Finding Critical Path of Combinational Logic

digital-logicsynthesisverilog

I have a combinational circuit and I would like to find its critical path in design compiler. Essentially, I want to find out by how much the combinational logic will reduce the maximum clock frequency of the larger sequential design.
For this purpose, I have added registers along the input of the combinational circuit (a simple multiplier in this case) which are clocked on the rising edge of a clock as advised in How to find the critical path delay of a big combinational block. I then run create_clock clk -period 5 -name clk and report_qor in DC, but I'm getting a Critical Path Length of 0.00 ns. This looks odd. If I move the multiplier directly to the test module, I get a more reasonable-looking Critical Path Length of 4.88 ns however.

module my_multiplier(
    output reg [31:0] out,
    input      [15:0] in1, in2,
    input             enable
);

always @(*) begin
   if (enable) begin
         out = in1 * in2;
   end
end

endmodule

I've created a separate module to instantiate the multiplier circuit and also clock the inputs to the multiplier:

module Test_multiplier_Tcrit(
    output  [31:0] out,
    input   [15:0] in1, in2,
    input          clk, enable
);

reg  [15:0] in1_reg, in2_reg;

my_multiplier my_multiplier(.out(out), .in1(in1_reg), .in2(in2_reg), .enable(enable)); 

always @(posedge clk) begin
   in1_reg <= in1; 
   in2_reg <= in2;
end

endmodule

Best Answer

Try putting a register on the output as well. Generally the timing analysis is done register-to-register, so without an output register it may not be able to give you a good answer.

Related Solutions

Electronic – LUT vs. hard IP based multipliers on Spartan-3 FPGA for constant coefficient multiplication

According to the datasheet the hard multiplier takes between 4 and 5 ns to propogate from inputs to outputs in combinational mode. You'll lose a few more 100s of ps getting to and from the multiplier to the rest of your logic. If that's fast enough, then just make use of it.
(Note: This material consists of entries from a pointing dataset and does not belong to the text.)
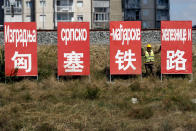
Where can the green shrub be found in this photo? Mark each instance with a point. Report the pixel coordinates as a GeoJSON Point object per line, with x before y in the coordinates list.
{"type": "Point", "coordinates": [141, 113]}
{"type": "Point", "coordinates": [92, 93]}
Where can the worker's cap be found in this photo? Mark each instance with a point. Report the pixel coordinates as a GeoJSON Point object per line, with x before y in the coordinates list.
{"type": "Point", "coordinates": [149, 46]}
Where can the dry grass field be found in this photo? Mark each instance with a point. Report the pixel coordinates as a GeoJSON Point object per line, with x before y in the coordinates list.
{"type": "Point", "coordinates": [77, 103]}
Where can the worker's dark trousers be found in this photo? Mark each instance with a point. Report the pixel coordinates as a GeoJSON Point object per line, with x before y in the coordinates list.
{"type": "Point", "coordinates": [149, 69]}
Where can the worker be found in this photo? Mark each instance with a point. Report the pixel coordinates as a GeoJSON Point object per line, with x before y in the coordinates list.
{"type": "Point", "coordinates": [149, 59]}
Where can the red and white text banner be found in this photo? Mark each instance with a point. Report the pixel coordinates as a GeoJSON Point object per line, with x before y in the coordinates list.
{"type": "Point", "coordinates": [176, 43]}
{"type": "Point", "coordinates": [73, 48]}
{"type": "Point", "coordinates": [20, 49]}
{"type": "Point", "coordinates": [125, 47]}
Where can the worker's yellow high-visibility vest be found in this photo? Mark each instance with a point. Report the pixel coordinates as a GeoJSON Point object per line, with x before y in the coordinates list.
{"type": "Point", "coordinates": [149, 58]}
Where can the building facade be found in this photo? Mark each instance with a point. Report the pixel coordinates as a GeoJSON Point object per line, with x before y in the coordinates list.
{"type": "Point", "coordinates": [72, 11]}
{"type": "Point", "coordinates": [44, 14]}
{"type": "Point", "coordinates": [13, 11]}
{"type": "Point", "coordinates": [28, 8]}
{"type": "Point", "coordinates": [47, 13]}
{"type": "Point", "coordinates": [100, 14]}
{"type": "Point", "coordinates": [116, 10]}
{"type": "Point", "coordinates": [150, 12]}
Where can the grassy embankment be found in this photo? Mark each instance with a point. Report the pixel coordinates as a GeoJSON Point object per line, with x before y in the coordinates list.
{"type": "Point", "coordinates": [76, 103]}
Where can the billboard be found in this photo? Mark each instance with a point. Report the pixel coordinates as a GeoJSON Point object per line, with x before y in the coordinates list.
{"type": "Point", "coordinates": [73, 48]}
{"type": "Point", "coordinates": [125, 47]}
{"type": "Point", "coordinates": [20, 48]}
{"type": "Point", "coordinates": [176, 47]}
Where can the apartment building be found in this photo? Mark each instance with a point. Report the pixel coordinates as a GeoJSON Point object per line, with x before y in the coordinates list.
{"type": "Point", "coordinates": [116, 10]}
{"type": "Point", "coordinates": [150, 12]}
{"type": "Point", "coordinates": [13, 11]}
{"type": "Point", "coordinates": [28, 8]}
{"type": "Point", "coordinates": [72, 11]}
{"type": "Point", "coordinates": [1, 13]}
{"type": "Point", "coordinates": [44, 14]}
{"type": "Point", "coordinates": [100, 14]}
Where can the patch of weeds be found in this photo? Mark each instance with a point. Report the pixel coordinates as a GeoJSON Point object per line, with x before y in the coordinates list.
{"type": "Point", "coordinates": [166, 126]}
{"type": "Point", "coordinates": [141, 113]}
{"type": "Point", "coordinates": [135, 86]}
{"type": "Point", "coordinates": [45, 127]}
{"type": "Point", "coordinates": [26, 96]}
{"type": "Point", "coordinates": [180, 102]}
{"type": "Point", "coordinates": [92, 93]}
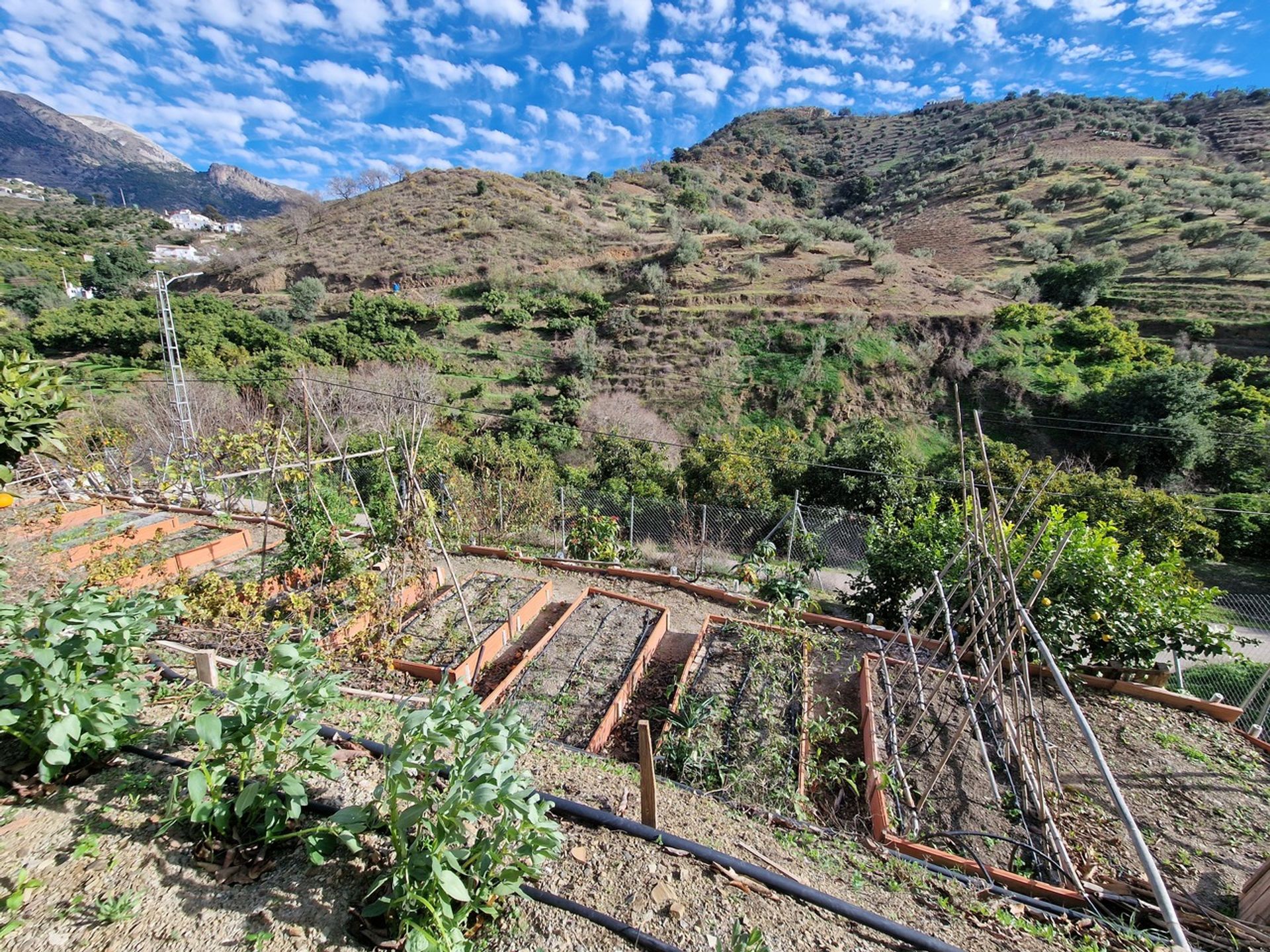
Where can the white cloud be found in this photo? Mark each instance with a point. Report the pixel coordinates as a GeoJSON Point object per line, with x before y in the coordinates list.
{"type": "Point", "coordinates": [338, 75]}
{"type": "Point", "coordinates": [439, 73]}
{"type": "Point", "coordinates": [1167, 16]}
{"type": "Point", "coordinates": [984, 31]}
{"type": "Point", "coordinates": [497, 139]}
{"type": "Point", "coordinates": [456, 127]}
{"type": "Point", "coordinates": [361, 17]}
{"type": "Point", "coordinates": [634, 15]}
{"type": "Point", "coordinates": [1096, 11]}
{"type": "Point", "coordinates": [1183, 65]}
{"type": "Point", "coordinates": [564, 74]}
{"type": "Point", "coordinates": [556, 16]}
{"type": "Point", "coordinates": [513, 12]}
{"type": "Point", "coordinates": [498, 77]}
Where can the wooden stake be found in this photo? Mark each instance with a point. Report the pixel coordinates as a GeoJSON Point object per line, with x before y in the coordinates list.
{"type": "Point", "coordinates": [647, 776]}
{"type": "Point", "coordinates": [205, 666]}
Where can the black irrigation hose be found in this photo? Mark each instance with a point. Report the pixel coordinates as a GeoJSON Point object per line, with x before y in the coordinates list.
{"type": "Point", "coordinates": [775, 881]}
{"type": "Point", "coordinates": [325, 809]}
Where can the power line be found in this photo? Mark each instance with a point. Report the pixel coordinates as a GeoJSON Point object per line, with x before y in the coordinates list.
{"type": "Point", "coordinates": [652, 441]}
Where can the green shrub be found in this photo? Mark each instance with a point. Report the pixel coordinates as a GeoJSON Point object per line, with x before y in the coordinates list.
{"type": "Point", "coordinates": [593, 537]}
{"type": "Point", "coordinates": [464, 824]}
{"type": "Point", "coordinates": [73, 674]}
{"type": "Point", "coordinates": [257, 749]}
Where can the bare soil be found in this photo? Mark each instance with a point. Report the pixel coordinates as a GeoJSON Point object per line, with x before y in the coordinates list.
{"type": "Point", "coordinates": [440, 635]}
{"type": "Point", "coordinates": [1199, 791]}
{"type": "Point", "coordinates": [566, 691]}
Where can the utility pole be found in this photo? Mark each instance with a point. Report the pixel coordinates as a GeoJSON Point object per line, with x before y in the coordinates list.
{"type": "Point", "coordinates": [183, 433]}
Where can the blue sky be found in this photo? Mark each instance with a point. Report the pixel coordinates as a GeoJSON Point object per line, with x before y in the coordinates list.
{"type": "Point", "coordinates": [299, 92]}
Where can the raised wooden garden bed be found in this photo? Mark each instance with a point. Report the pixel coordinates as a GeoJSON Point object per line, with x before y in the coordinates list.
{"type": "Point", "coordinates": [738, 721]}
{"type": "Point", "coordinates": [879, 814]}
{"type": "Point", "coordinates": [189, 549]}
{"type": "Point", "coordinates": [436, 644]}
{"type": "Point", "coordinates": [113, 534]}
{"type": "Point", "coordinates": [574, 683]}
{"type": "Point", "coordinates": [48, 516]}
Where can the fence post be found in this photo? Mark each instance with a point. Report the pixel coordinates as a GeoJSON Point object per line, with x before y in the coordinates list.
{"type": "Point", "coordinates": [701, 557]}
{"type": "Point", "coordinates": [789, 542]}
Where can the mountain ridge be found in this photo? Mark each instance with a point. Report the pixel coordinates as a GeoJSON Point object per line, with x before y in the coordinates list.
{"type": "Point", "coordinates": [95, 155]}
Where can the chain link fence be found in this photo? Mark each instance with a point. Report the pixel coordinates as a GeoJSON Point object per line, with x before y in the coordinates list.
{"type": "Point", "coordinates": [1241, 677]}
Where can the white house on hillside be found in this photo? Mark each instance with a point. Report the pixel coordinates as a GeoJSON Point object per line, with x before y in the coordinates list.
{"type": "Point", "coordinates": [177, 253]}
{"type": "Point", "coordinates": [186, 220]}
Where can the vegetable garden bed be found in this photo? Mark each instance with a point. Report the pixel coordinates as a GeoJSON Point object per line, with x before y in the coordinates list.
{"type": "Point", "coordinates": [437, 644]}
{"type": "Point", "coordinates": [738, 716]}
{"type": "Point", "coordinates": [574, 683]}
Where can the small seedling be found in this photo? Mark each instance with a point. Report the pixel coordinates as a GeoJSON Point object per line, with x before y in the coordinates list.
{"type": "Point", "coordinates": [746, 939]}
{"type": "Point", "coordinates": [117, 908]}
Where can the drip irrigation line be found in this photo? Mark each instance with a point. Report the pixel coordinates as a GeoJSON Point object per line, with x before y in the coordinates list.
{"type": "Point", "coordinates": [329, 809]}
{"type": "Point", "coordinates": [777, 883]}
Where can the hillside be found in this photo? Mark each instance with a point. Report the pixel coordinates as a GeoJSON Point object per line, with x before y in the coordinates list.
{"type": "Point", "coordinates": [91, 155]}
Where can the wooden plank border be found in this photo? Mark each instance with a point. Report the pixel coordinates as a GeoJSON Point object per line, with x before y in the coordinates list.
{"type": "Point", "coordinates": [697, 659]}
{"type": "Point", "coordinates": [465, 670]}
{"type": "Point", "coordinates": [880, 816]}
{"type": "Point", "coordinates": [618, 705]}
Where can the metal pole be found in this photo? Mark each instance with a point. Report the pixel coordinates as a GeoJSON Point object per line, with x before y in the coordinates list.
{"type": "Point", "coordinates": [1148, 862]}
{"type": "Point", "coordinates": [789, 542]}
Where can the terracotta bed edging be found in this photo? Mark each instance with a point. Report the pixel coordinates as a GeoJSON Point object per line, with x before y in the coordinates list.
{"type": "Point", "coordinates": [679, 582]}
{"type": "Point", "coordinates": [1226, 714]}
{"type": "Point", "coordinates": [613, 715]}
{"type": "Point", "coordinates": [411, 597]}
{"type": "Point", "coordinates": [879, 815]}
{"type": "Point", "coordinates": [127, 539]}
{"type": "Point", "coordinates": [59, 521]}
{"type": "Point", "coordinates": [233, 541]}
{"type": "Point", "coordinates": [694, 662]}
{"type": "Point", "coordinates": [465, 670]}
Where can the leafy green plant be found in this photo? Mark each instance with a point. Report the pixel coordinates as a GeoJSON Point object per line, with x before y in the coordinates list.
{"type": "Point", "coordinates": [743, 939]}
{"type": "Point", "coordinates": [257, 746]}
{"type": "Point", "coordinates": [117, 908]}
{"type": "Point", "coordinates": [465, 826]}
{"type": "Point", "coordinates": [71, 674]}
{"type": "Point", "coordinates": [593, 536]}
{"type": "Point", "coordinates": [32, 397]}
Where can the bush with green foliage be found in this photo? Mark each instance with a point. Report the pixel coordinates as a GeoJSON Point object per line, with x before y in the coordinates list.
{"type": "Point", "coordinates": [464, 824]}
{"type": "Point", "coordinates": [116, 270]}
{"type": "Point", "coordinates": [33, 395]}
{"type": "Point", "coordinates": [305, 296]}
{"type": "Point", "coordinates": [73, 673]}
{"type": "Point", "coordinates": [593, 537]}
{"type": "Point", "coordinates": [1078, 284]}
{"type": "Point", "coordinates": [255, 752]}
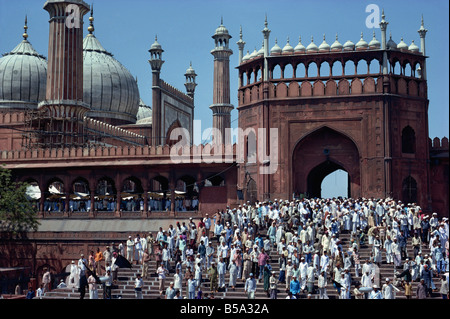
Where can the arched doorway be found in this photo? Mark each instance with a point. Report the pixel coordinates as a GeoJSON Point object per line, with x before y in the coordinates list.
{"type": "Point", "coordinates": [317, 176]}
{"type": "Point", "coordinates": [251, 191]}
{"type": "Point", "coordinates": [320, 153]}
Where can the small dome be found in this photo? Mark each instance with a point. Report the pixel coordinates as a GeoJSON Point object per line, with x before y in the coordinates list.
{"type": "Point", "coordinates": [254, 54]}
{"type": "Point", "coordinates": [221, 30]}
{"type": "Point", "coordinates": [391, 43]}
{"type": "Point", "coordinates": [336, 46]}
{"type": "Point", "coordinates": [413, 47]}
{"type": "Point", "coordinates": [156, 45]}
{"type": "Point", "coordinates": [261, 51]}
{"type": "Point", "coordinates": [144, 114]}
{"type": "Point", "coordinates": [288, 49]}
{"type": "Point", "coordinates": [324, 46]}
{"type": "Point", "coordinates": [312, 47]}
{"type": "Point", "coordinates": [189, 71]}
{"type": "Point", "coordinates": [299, 48]}
{"type": "Point", "coordinates": [23, 77]}
{"type": "Point", "coordinates": [276, 49]}
{"type": "Point", "coordinates": [246, 57]}
{"type": "Point", "coordinates": [361, 44]}
{"type": "Point", "coordinates": [349, 46]}
{"type": "Point", "coordinates": [374, 43]}
{"type": "Point", "coordinates": [402, 45]}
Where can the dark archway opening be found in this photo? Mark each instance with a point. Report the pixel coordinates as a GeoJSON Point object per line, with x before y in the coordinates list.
{"type": "Point", "coordinates": [251, 191]}
{"type": "Point", "coordinates": [318, 174]}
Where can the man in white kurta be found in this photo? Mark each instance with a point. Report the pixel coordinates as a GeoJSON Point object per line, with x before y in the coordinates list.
{"type": "Point", "coordinates": [388, 290]}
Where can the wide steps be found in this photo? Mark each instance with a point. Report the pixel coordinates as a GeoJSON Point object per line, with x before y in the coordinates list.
{"type": "Point", "coordinates": [124, 287]}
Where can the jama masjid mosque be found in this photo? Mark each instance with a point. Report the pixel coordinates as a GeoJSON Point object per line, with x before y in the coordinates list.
{"type": "Point", "coordinates": [98, 159]}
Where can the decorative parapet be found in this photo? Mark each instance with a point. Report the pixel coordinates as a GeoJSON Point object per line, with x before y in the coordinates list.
{"type": "Point", "coordinates": [176, 93]}
{"type": "Point", "coordinates": [111, 131]}
{"type": "Point", "coordinates": [438, 144]}
{"type": "Point", "coordinates": [164, 154]}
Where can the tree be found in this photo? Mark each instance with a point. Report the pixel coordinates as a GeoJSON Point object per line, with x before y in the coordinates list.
{"type": "Point", "coordinates": [17, 212]}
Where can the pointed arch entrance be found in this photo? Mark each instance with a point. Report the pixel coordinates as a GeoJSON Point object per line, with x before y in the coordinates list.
{"type": "Point", "coordinates": [320, 153]}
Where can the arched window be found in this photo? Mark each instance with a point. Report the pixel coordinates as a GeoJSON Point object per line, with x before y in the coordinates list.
{"type": "Point", "coordinates": [408, 140]}
{"type": "Point", "coordinates": [409, 190]}
{"type": "Point", "coordinates": [251, 147]}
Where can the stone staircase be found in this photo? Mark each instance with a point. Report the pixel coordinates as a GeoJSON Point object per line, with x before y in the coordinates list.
{"type": "Point", "coordinates": [124, 288]}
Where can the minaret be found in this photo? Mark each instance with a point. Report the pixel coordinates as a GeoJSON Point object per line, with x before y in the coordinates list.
{"type": "Point", "coordinates": [156, 63]}
{"type": "Point", "coordinates": [266, 33]}
{"type": "Point", "coordinates": [190, 81]}
{"type": "Point", "coordinates": [383, 27]}
{"type": "Point", "coordinates": [64, 96]}
{"type": "Point", "coordinates": [221, 106]}
{"type": "Point", "coordinates": [241, 45]}
{"type": "Point", "coordinates": [422, 32]}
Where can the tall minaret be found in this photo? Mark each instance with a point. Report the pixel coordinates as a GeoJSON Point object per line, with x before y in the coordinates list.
{"type": "Point", "coordinates": [221, 106]}
{"type": "Point", "coordinates": [156, 63]}
{"type": "Point", "coordinates": [241, 45]}
{"type": "Point", "coordinates": [422, 32]}
{"type": "Point", "coordinates": [383, 27]}
{"type": "Point", "coordinates": [64, 96]}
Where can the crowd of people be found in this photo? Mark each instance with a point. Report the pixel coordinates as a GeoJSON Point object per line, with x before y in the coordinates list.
{"type": "Point", "coordinates": [304, 234]}
{"type": "Point", "coordinates": [109, 204]}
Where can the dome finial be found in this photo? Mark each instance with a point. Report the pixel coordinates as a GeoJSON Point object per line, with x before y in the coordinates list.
{"type": "Point", "coordinates": [25, 27]}
{"type": "Point", "coordinates": [91, 20]}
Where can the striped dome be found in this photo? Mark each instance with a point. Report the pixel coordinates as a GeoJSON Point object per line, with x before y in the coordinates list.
{"type": "Point", "coordinates": [108, 87]}
{"type": "Point", "coordinates": [23, 77]}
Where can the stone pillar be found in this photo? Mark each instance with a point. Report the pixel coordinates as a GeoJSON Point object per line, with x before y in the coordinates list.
{"type": "Point", "coordinates": [63, 104]}
{"type": "Point", "coordinates": [221, 106]}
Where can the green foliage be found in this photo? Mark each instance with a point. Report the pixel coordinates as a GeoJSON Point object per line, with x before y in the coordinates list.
{"type": "Point", "coordinates": [17, 212]}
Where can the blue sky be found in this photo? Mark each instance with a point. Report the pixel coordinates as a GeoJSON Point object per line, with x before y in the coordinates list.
{"type": "Point", "coordinates": [184, 28]}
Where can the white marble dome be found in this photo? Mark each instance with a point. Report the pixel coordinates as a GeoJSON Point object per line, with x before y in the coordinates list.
{"type": "Point", "coordinates": [108, 87]}
{"type": "Point", "coordinates": [23, 77]}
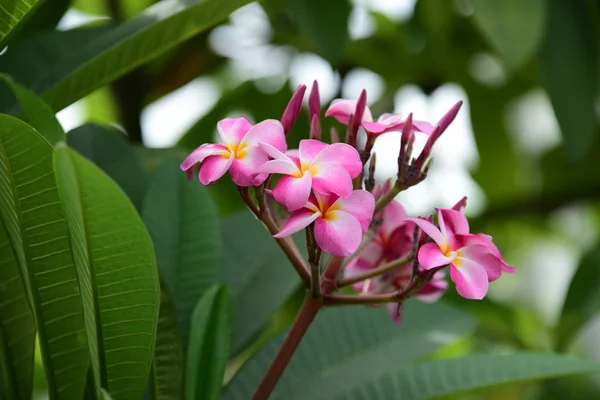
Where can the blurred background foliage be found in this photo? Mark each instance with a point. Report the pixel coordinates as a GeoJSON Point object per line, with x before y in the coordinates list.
{"type": "Point", "coordinates": [525, 148]}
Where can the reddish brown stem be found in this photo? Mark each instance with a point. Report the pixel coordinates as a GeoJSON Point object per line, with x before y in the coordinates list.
{"type": "Point", "coordinates": [307, 313]}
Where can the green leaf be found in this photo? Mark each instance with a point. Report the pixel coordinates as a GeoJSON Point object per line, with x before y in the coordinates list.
{"type": "Point", "coordinates": [353, 347]}
{"type": "Point", "coordinates": [209, 345]}
{"type": "Point", "coordinates": [449, 377]}
{"type": "Point", "coordinates": [17, 327]}
{"type": "Point", "coordinates": [117, 273]}
{"type": "Point", "coordinates": [569, 66]}
{"type": "Point", "coordinates": [168, 364]}
{"type": "Point", "coordinates": [513, 27]}
{"type": "Point", "coordinates": [259, 275]}
{"type": "Point", "coordinates": [36, 112]}
{"type": "Point", "coordinates": [325, 23]}
{"type": "Point", "coordinates": [13, 15]}
{"type": "Point", "coordinates": [583, 298]}
{"type": "Point", "coordinates": [65, 78]}
{"type": "Point", "coordinates": [109, 149]}
{"type": "Point", "coordinates": [32, 214]}
{"type": "Point", "coordinates": [182, 220]}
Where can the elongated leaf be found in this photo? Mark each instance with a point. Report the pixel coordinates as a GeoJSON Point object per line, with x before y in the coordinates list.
{"type": "Point", "coordinates": [570, 45]}
{"type": "Point", "coordinates": [514, 28]}
{"type": "Point", "coordinates": [109, 149]}
{"type": "Point", "coordinates": [17, 327]}
{"type": "Point", "coordinates": [113, 250]}
{"type": "Point", "coordinates": [36, 112]}
{"type": "Point", "coordinates": [182, 220]}
{"type": "Point", "coordinates": [168, 364]}
{"type": "Point", "coordinates": [32, 213]}
{"type": "Point", "coordinates": [452, 376]}
{"type": "Point", "coordinates": [353, 346]}
{"type": "Point", "coordinates": [583, 298]}
{"type": "Point", "coordinates": [104, 58]}
{"type": "Point", "coordinates": [209, 345]}
{"type": "Point", "coordinates": [259, 275]}
{"type": "Point", "coordinates": [13, 14]}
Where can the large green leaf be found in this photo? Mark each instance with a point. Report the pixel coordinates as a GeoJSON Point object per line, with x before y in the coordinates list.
{"type": "Point", "coordinates": [353, 346]}
{"type": "Point", "coordinates": [209, 345]}
{"type": "Point", "coordinates": [109, 149]}
{"type": "Point", "coordinates": [513, 27]}
{"type": "Point", "coordinates": [65, 78]}
{"type": "Point", "coordinates": [17, 327]}
{"type": "Point", "coordinates": [32, 214]}
{"type": "Point", "coordinates": [569, 65]}
{"type": "Point", "coordinates": [449, 377]}
{"type": "Point", "coordinates": [13, 15]}
{"type": "Point", "coordinates": [182, 220]}
{"type": "Point", "coordinates": [168, 364]}
{"type": "Point", "coordinates": [259, 275]}
{"type": "Point", "coordinates": [117, 270]}
{"type": "Point", "coordinates": [36, 112]}
{"type": "Point", "coordinates": [583, 298]}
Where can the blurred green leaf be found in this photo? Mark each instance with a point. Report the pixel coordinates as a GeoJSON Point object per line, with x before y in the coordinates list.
{"type": "Point", "coordinates": [13, 15]}
{"type": "Point", "coordinates": [32, 214]}
{"type": "Point", "coordinates": [168, 363]}
{"type": "Point", "coordinates": [209, 345]}
{"type": "Point", "coordinates": [109, 55]}
{"type": "Point", "coordinates": [182, 220]}
{"type": "Point", "coordinates": [259, 275]}
{"type": "Point", "coordinates": [325, 23]}
{"type": "Point", "coordinates": [353, 348]}
{"type": "Point", "coordinates": [449, 377]}
{"type": "Point", "coordinates": [513, 27]}
{"type": "Point", "coordinates": [17, 327]}
{"type": "Point", "coordinates": [583, 299]}
{"type": "Point", "coordinates": [109, 149]}
{"type": "Point", "coordinates": [569, 66]}
{"type": "Point", "coordinates": [117, 273]}
{"type": "Point", "coordinates": [36, 112]}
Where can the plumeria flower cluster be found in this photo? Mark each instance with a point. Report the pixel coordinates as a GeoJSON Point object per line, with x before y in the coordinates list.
{"type": "Point", "coordinates": [328, 191]}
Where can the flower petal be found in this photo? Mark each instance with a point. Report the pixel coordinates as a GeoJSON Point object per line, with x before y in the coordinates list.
{"type": "Point", "coordinates": [331, 178]}
{"type": "Point", "coordinates": [293, 192]}
{"type": "Point", "coordinates": [338, 234]}
{"type": "Point", "coordinates": [341, 154]}
{"type": "Point", "coordinates": [269, 131]}
{"type": "Point", "coordinates": [213, 168]}
{"type": "Point", "coordinates": [360, 204]}
{"type": "Point", "coordinates": [470, 279]}
{"type": "Point", "coordinates": [243, 168]}
{"type": "Point", "coordinates": [341, 109]}
{"type": "Point", "coordinates": [297, 221]}
{"type": "Point", "coordinates": [232, 130]}
{"type": "Point", "coordinates": [198, 155]}
{"type": "Point", "coordinates": [430, 256]}
{"type": "Point", "coordinates": [309, 148]}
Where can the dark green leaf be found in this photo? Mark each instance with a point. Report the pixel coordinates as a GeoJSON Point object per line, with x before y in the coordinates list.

If not, build your LUT-based multiplier by just writing some code with the * operator in it, synthesise it, place and route, and see if that's fast enough. You may needs an attribute to force it to not use the hard multipliers (see the MULT_STYLE attribute in the XST manual). You could even try just forcing a single LUT-based (non-constant) multiplier with that constraint and see what the result is - that's a very quick test.

Only if those fail should you go down the route of hand-building a LUT-based structure - and even then only if you've looked at the output of the synthesiser and are pretty sure you can beat it for some reason. The synthesisers have been tuned to work out constant coefficient multipliers very well in my experience - I doubt coregen will gain much.

Wet finger estimate: A LUT delay is ~0.7ns. Assuming routing delays are of a similar magnitude, you can afford a chain of only 3-4 LUTs in the delay of the hard multiplier. It seems unlikely to me that you'll achieve what you need in that depth of logic.

Electronic – Verilog asynchronous reads of regs – and design question

Your code simulates two multiplexers. These are actually asynchronous components. The fact that Verilog requires data1_temp and data2_temp to be declared as reg's is a quirk of Verilog syntax and your choice of coding style, and doesn't mean these signals would be the outputs of storage elements in a physical implementation.

If you want to capture these values in actual registers, you need to add those explicitly:

reg [7:0] data1, data2;
always @(posedge someclock) begin
    data1 <= data1_tmp;
    data2 <= data2_tmp;
end

But I would like to know what this mini register file would be made of in hardware. Particularly, the 4x8 bit array consisting of k0,k1,k2,k3.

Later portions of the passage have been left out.